Irish referendum could jeopardize EU enlargement

Czech Foreign Minister Cyril Svoboda (left) and Irish Foreign Minister Brian Cowen, photo: CTK

While ten countries, including the Czech Republic, are hoping to join the European Union at the beginning of 2004, a referendum in Ireland, planned for this weekend, could potentially derail or delay the enlargement process. Although few are willing to admit it, the referendum is being watched by the candidate countries with certain uneasiness. Vladimir Tax reports.

Czech Foreign Minister Cyril Svoboda  (left) and Irish Foreign Minister Brian Cowen,  photo: CTK
Saturdays referendum in Ireland will determine whether the Nice Treaty - which reforms the EU to admit up to 12 new members, mostly from Eastern Europe - lives or dies. Ireland is the only EU country obliged by its constitution to hold a national ballot on the issue, and the only member which still has to ratify the treaty.

Opponents, who range from pacifists and socialists to hard-line republicans, have already defeated the treaty once in a referendum in June 2001 and are confident they can do it again. Their main arguments are economic, political and military. Stefan Auer is a political scientist at the Dublin European Institute at University College Dublin:

They mainly argue that that the influence of Ireland would be significantly decreased, that the Treaty of Nice pushes the European Union towards a European superstate, and that an aspect of the superstate is militarization of the European Union. I think that most of these arguments are bogus arguments, not founded in proper reading of the Treaty of Nice.

The outcome of the referendum will determine whether EU enlargement goes ahead according to plan. Some politicians have been trying to play down the importance of the referendum, saying if it causes a delay, it will be only insignificant. And some are refusing to even countenance another No vote, like Czech Foreign Minister Cyril Svoboda who visited Ireland at the end of last week.

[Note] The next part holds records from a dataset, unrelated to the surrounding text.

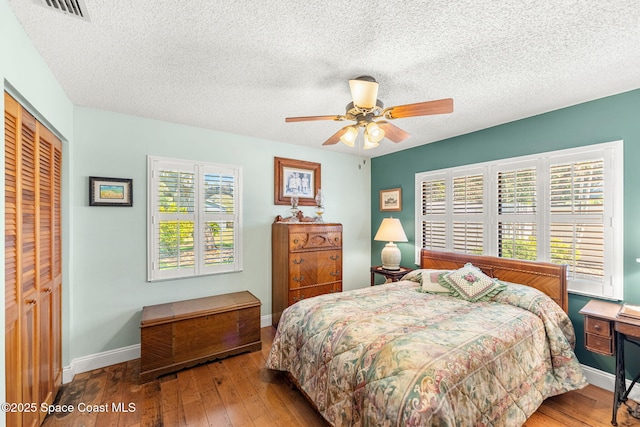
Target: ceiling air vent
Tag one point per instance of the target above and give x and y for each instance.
(75, 8)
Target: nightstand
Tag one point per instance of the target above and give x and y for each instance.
(392, 275)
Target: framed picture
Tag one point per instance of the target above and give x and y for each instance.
(391, 200)
(296, 177)
(110, 191)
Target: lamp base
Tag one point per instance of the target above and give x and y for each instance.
(391, 257)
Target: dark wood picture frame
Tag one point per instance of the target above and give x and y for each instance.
(391, 200)
(110, 191)
(289, 171)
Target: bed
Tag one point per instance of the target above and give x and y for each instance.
(403, 354)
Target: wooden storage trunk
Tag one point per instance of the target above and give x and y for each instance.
(182, 334)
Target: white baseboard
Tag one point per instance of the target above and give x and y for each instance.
(606, 381)
(112, 357)
(99, 360)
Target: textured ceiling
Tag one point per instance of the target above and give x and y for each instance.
(243, 66)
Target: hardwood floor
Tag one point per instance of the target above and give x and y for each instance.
(239, 391)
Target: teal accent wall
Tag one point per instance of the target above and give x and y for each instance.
(612, 118)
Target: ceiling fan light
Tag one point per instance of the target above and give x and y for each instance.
(367, 144)
(375, 132)
(349, 137)
(364, 92)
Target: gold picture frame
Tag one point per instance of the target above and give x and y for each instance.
(296, 175)
(110, 191)
(391, 200)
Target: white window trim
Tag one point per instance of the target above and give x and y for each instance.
(613, 287)
(199, 217)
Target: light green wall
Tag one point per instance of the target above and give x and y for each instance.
(109, 285)
(608, 119)
(24, 73)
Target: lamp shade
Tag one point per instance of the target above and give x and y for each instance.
(364, 91)
(391, 231)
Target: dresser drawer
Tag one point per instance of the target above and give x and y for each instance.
(599, 344)
(593, 325)
(315, 240)
(314, 268)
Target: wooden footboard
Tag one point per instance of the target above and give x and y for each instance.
(546, 277)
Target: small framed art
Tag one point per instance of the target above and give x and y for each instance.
(391, 200)
(110, 191)
(296, 177)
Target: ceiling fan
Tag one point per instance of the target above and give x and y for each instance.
(366, 110)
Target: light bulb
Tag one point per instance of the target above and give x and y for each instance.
(349, 137)
(375, 132)
(364, 92)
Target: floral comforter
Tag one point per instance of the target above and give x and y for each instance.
(390, 355)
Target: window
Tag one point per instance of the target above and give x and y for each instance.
(194, 218)
(563, 207)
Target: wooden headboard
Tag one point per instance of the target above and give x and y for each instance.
(546, 277)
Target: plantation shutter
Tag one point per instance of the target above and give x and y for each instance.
(468, 210)
(517, 207)
(577, 218)
(433, 219)
(194, 218)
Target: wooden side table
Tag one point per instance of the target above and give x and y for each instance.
(393, 275)
(606, 333)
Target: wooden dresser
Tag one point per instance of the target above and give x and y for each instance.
(182, 334)
(306, 262)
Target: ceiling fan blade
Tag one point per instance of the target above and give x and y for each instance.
(312, 118)
(441, 106)
(393, 132)
(335, 138)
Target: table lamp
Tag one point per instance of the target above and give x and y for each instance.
(391, 231)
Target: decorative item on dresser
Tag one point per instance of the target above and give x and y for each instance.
(306, 262)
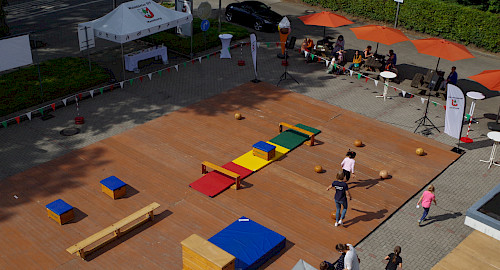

There is no plan B. Our common interest is that the Treaty of Nice is ratified. We are not preparing for any other option, we are not thinking what would happen if the Irish voters said NO in the referendum.

Both opponents and proponents of the Nice Treaty in Ireland say they are in favour of enlargement. However, as political scientist Stefan Auer points out, the delay that the rejection of the Nice Treaty could cause is far from insignificant, and seeking a way to bypass the Irish vote could undermine the EUs credibility:

I think that there is a very serious risk that accession will be delayed by years rather than months. One needs to imagine that it takes probably two years to negotiate this kind of treaty and fifteen member states have to agree on some kind of compromise. If the whole process has to start again, I think it will be very, very difficult. On the other hand, if a simple solution is found, then the credibility of the European Union as a democratic polity would be further undermined because it would then basically ignore the result of the Irish referendum, which I would find quite problematic.